Johnson: I think at the heart of this problem is a set of people,
not a huge set of people-- and this is not anti-finance, this is not
anti-Wall Street. I’m a professor of entrepreneurship. I like people who
take risk and who put their own money and persuade other people to
invest money in genuine risk-taking productivity-enhancing
technology-transforming projects. But, there's this core of people who
have become very, very powerful who can do enormous damage to the rest
of society and honestly, they really don’t care. They’ve made a lot of
money in the 2000’s, for example. Some of them have written their
memoirs. Many of them just disappear with their hundreds of millions of
dollars and they leave it to the rest of us to clean it up. That’s not
acceptable. That’s not fair. That’s not reasonable. That’s not how we
should organize our society going forward.

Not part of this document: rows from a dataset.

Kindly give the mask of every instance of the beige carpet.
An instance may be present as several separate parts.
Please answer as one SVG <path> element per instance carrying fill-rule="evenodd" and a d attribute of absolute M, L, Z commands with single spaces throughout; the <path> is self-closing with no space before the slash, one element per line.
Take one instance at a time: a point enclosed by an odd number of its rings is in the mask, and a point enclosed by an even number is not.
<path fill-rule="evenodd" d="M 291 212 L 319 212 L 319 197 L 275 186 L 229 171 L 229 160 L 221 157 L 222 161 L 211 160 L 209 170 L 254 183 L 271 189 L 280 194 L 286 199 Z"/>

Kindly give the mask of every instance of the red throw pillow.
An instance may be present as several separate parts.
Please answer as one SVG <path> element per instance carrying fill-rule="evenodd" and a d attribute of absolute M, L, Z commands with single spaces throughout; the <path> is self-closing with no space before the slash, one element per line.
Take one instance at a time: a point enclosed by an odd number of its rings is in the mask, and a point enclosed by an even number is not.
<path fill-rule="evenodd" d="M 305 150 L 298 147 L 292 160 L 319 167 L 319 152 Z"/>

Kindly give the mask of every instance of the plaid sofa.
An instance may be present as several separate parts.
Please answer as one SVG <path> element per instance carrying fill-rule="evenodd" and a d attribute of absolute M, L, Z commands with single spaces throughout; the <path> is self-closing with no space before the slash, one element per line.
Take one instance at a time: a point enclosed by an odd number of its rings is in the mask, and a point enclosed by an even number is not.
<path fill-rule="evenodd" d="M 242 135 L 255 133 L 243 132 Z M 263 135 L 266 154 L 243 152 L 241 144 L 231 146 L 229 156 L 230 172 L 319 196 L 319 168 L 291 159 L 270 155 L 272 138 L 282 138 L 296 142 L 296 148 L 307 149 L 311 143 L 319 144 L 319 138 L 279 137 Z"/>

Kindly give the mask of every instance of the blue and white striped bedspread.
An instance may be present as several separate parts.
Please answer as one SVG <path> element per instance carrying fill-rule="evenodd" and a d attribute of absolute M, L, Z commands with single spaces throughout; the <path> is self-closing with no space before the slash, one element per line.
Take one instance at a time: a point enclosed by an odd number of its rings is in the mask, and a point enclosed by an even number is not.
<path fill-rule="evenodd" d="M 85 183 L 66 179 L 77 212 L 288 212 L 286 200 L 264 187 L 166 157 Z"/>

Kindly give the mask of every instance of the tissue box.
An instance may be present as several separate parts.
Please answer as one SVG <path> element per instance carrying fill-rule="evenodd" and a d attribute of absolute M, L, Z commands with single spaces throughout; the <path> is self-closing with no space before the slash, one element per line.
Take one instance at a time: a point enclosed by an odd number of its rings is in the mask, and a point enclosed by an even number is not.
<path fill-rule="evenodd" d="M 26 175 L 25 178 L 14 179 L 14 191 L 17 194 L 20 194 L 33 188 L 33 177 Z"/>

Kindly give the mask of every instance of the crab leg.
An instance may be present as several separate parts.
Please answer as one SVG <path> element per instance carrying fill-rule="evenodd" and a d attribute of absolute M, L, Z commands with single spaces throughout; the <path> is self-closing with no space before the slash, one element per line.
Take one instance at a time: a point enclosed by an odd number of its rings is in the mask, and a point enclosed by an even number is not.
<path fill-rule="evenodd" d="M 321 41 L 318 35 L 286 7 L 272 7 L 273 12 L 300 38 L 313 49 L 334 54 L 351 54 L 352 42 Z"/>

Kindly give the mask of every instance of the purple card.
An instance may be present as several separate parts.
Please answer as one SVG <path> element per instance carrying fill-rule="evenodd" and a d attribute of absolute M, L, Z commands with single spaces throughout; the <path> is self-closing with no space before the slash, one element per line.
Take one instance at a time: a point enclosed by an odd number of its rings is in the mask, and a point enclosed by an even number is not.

Are other countries experiencing similar problems?
Johnson: Other countries have many of the same problems. I think we
should look to American history for the solutions. I think we should
look at what Teddy Roosevelt did. He took on JP Morgan and he won. We
should look at what FDR did. He turned the economy around without
kowtowing to the bankers. We should look at what Andrew Jackson did.
Andrew Jackson, very controversial figure of course. He said the second
bank of the United States in the 1830’s was too powerful and it should
be reined in. At lot of people thought that Jackson was out of control
and exaggerating until the second bank of the United States started to
fight back and it showed its power and it bribed a lot of people and it
restricted credit in an attempt to stop Jackson. And that, of course, is
what turned public opinion against them. People said, “Oh, my goodness.
Andrew Jackson is right.” That’s why his picture’s on the $20 bill.